The following year, he followed Philadelphia with one of the most successful films of his career, Forrest Gump. This grossed more than $600 million at the box-office worldwide.

He won his second Best actor Academy Award for Forrest Gump, becoming only the second actor to win consecutive Best Actor awards.

Hanks himself remarked: “When I read the script for Gump, I saw it as one of those kind of grand, hopeful movies that the audience can go to and feel some hope for their lot and their position in life. I got that from the movies a hundred million times when I was a kid. I still do.”

His next acting role could not have been more different when he became astronaut and commander Jim Lovell in the docudrama Apollo 13 in 1995, reuniting with producer Ron Howard.

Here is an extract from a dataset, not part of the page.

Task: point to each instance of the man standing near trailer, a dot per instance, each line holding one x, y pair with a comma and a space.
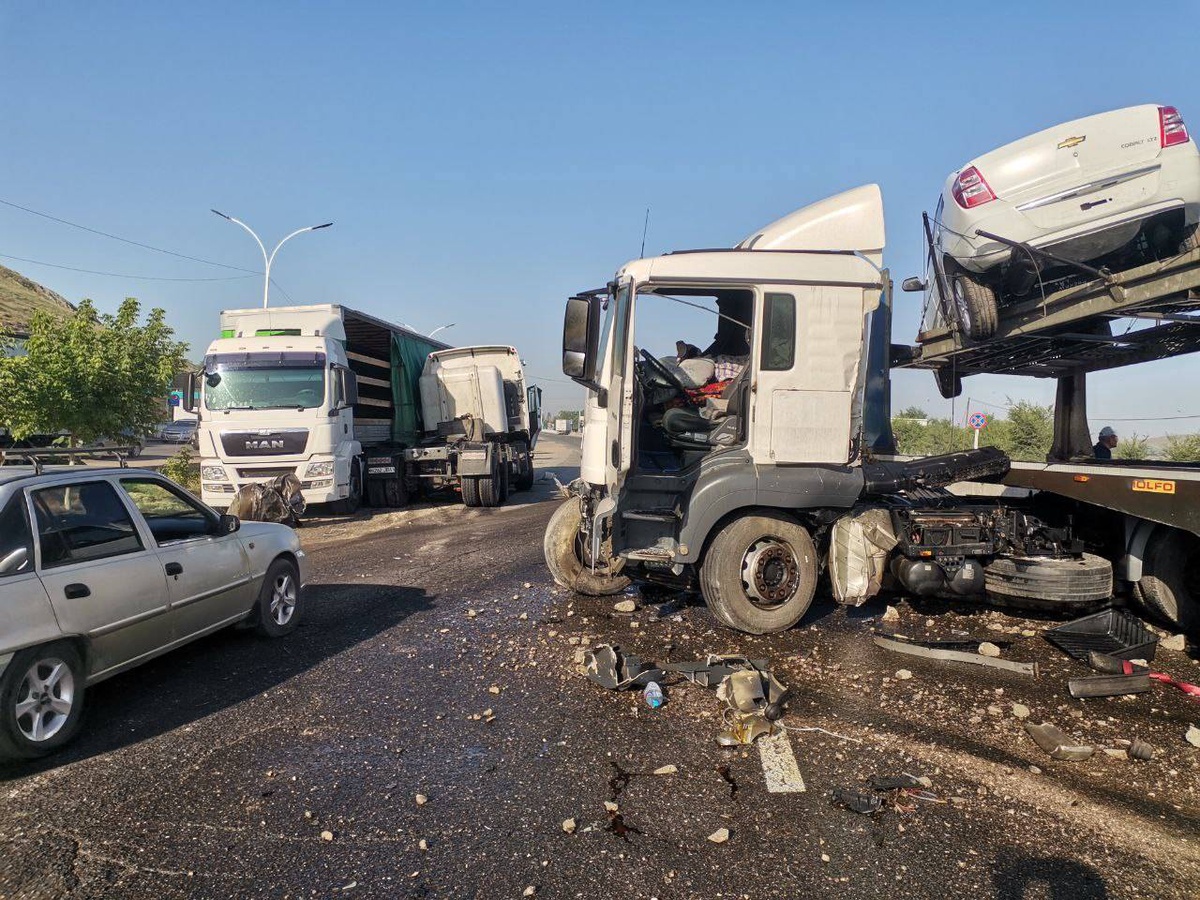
1103, 449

The movie earned nine Academy Award nominations but, never resting on his laurels, the following year came another departure for Hanks – as the voice of Sheriff Woody in Disney/Pixar’s computeranimated film Toy Story.

A year later, Hanks made his directing debut with the musical comedy That Thing You Do! Even more memorable – and very different – film roles followed. In 1999 he won an Academy Award nomination for Saving Private Ryan and an Oscar nomination in 2001 for Cast Away, for which he first gained weight and then lost 55 lbs for the role.

In 2002, he joined Leonardo di Caprio for Catch Me If You Can and in 2004 another change of direction saw him star as a refugee in The Terminal

In 2008, there were more plaudits and a Golden Globe nomination for Charlie Wilson’s War and another in 2014 for Captain Phillips. During 2020, he was again Oscarnominated for Best Actor in a Supporting role for A Beautiful Day in the Neighborhood in which he plays a television icon.

Interspersed among Hanks’ award-winning nominations have been many other impressive films which have won praise like Cold War thriller Bridge of Spies, The Da Vinci Code and Angels and Demons.

Perhaps less well-known is Hanks’ enviable track record as a producer for film and TV. Film-wise, he was producer on My Big Fat Greek Wedding and Mamma Mia Here We Go Again among many and his TV work goes across a broad section of successful miniseries, documentaries and music videos. He has also produced stage plays.

Universally seen as a likable, mild-mannered and good-natured personality, Hanks has been married to actress Rita Wilson since 1988 and they have two children. He also has two children with ex-wife Samantha Lewes and two grand-daughters.

Odd facts you might not know about him include being a huge fan of Doctor Who and enjoying collecting typewriters. He has more than 80 and his interest generated the idea for a successful iPad app called Hanx Writer which simulates the sound and feel of antique typewriters.

Hanks is certainly an honest man. He once said: “I do not want to admit to the world that I can be a bad person. It is just that I don’t want anyone to have false expectations.

“Movie-making is a harsh, volatile business and unless you can be ruthless too, there’s a good chance that you are going to disappear off the scene pretty quickly. So appearances can be deceptive, particularly in Hollywood.”

But, as long as Tom Hanks keeps making films with his Midas touch, his fans will just keep on loving him.